An absence of metre is kind of cool. It’s like decorating a room white, having no books or furniture, and hanging Malevich’s White on White on the wall. You have no history, and you give nothing away when you mark an exercise with counts, but no hint of metrical accent: Your exercise might have développés and tendus and pony galops in it, but for a few chic moments before the music comes in, it’s not ballet, it’s just a sequence of movements in search of a musical identity. It could be anything.
Except, of course, it can’t. If it’s in eight-count phrases, then the number of things it could be are already limited, not just by the metrical implications of things being in eights, but by the limits of what you can play and what you can think of in two seconds. For in the absence of any metre in the marking, your brain has had no clues, no pointers, no hints to get you thinking, it’s like trying and failing to remember a password over and over again. Then suddenly, it’s time to play.
What happens then is one of two things. Either you start playing anything that comes to mind, because you can think of nothing: Old MacDonald Had A Farm, The Birdie Song, Have Yourself a Merry Little Christmas, whatever. Needless to say, however cool the exercise looked in the marking, it looks pretty trite now, like you put an ornate gold Poundshop frame round that Malevich. Or you try and improvise music that’s the equivalent of a whitewashed wall – it could be anything, because it’s nothing. For eight counts, it’s not so bad. But then you have a second phrase of four, and already, the metre that the teacher has so carefully omitted from the marking has hit you like a bend in the road. You can’t keep this up for 64 counts, because there’s no such thing as music without metre, or colour, or personality.
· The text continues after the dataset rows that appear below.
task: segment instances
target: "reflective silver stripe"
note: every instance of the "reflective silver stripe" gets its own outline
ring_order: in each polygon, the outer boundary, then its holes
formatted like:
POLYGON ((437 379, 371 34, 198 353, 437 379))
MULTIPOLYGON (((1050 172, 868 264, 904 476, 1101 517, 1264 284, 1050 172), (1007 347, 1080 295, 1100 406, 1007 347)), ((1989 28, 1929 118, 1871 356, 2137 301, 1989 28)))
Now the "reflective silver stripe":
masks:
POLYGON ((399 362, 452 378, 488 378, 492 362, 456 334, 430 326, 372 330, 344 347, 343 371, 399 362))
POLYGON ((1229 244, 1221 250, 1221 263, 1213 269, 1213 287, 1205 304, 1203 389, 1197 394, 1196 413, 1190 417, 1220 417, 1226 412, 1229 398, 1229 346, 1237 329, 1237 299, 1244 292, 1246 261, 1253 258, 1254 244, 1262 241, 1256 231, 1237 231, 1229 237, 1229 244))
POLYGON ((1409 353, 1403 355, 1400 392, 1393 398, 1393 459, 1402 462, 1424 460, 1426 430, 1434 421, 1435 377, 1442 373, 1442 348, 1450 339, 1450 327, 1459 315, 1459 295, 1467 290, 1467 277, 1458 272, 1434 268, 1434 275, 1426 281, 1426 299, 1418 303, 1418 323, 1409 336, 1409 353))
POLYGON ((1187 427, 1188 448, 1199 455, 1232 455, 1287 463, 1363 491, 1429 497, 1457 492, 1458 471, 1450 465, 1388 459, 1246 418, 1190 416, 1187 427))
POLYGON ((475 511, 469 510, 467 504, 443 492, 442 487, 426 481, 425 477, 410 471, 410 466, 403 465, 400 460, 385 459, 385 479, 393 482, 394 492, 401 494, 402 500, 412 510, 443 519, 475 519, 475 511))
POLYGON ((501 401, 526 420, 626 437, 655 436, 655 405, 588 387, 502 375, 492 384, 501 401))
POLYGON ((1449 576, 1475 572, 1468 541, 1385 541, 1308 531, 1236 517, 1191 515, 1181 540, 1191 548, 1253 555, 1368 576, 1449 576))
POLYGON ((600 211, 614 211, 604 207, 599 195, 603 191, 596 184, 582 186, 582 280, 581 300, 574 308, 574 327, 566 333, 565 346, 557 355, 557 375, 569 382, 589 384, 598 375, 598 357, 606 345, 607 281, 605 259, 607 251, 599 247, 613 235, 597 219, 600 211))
Just once, I was so flummoxed by metre-less marking, that I couldn’t think of anything to play at all. I just sat there, tasered by counts, while the class waited. It was as if the teacher had erased from my mind all memory of music and how it was made. It was for an exercise that was half ballet, half contemporary, and it went “1 2 3 4 5 6 7 8 1 2 3 4 5 6 7 8,” very fast. The extra time didn’t help, but the class couldn’t wait any longer. I can’t remember what I played, except that I just kept hitting keys at a certain tempo, eight times in a row. It went on forever.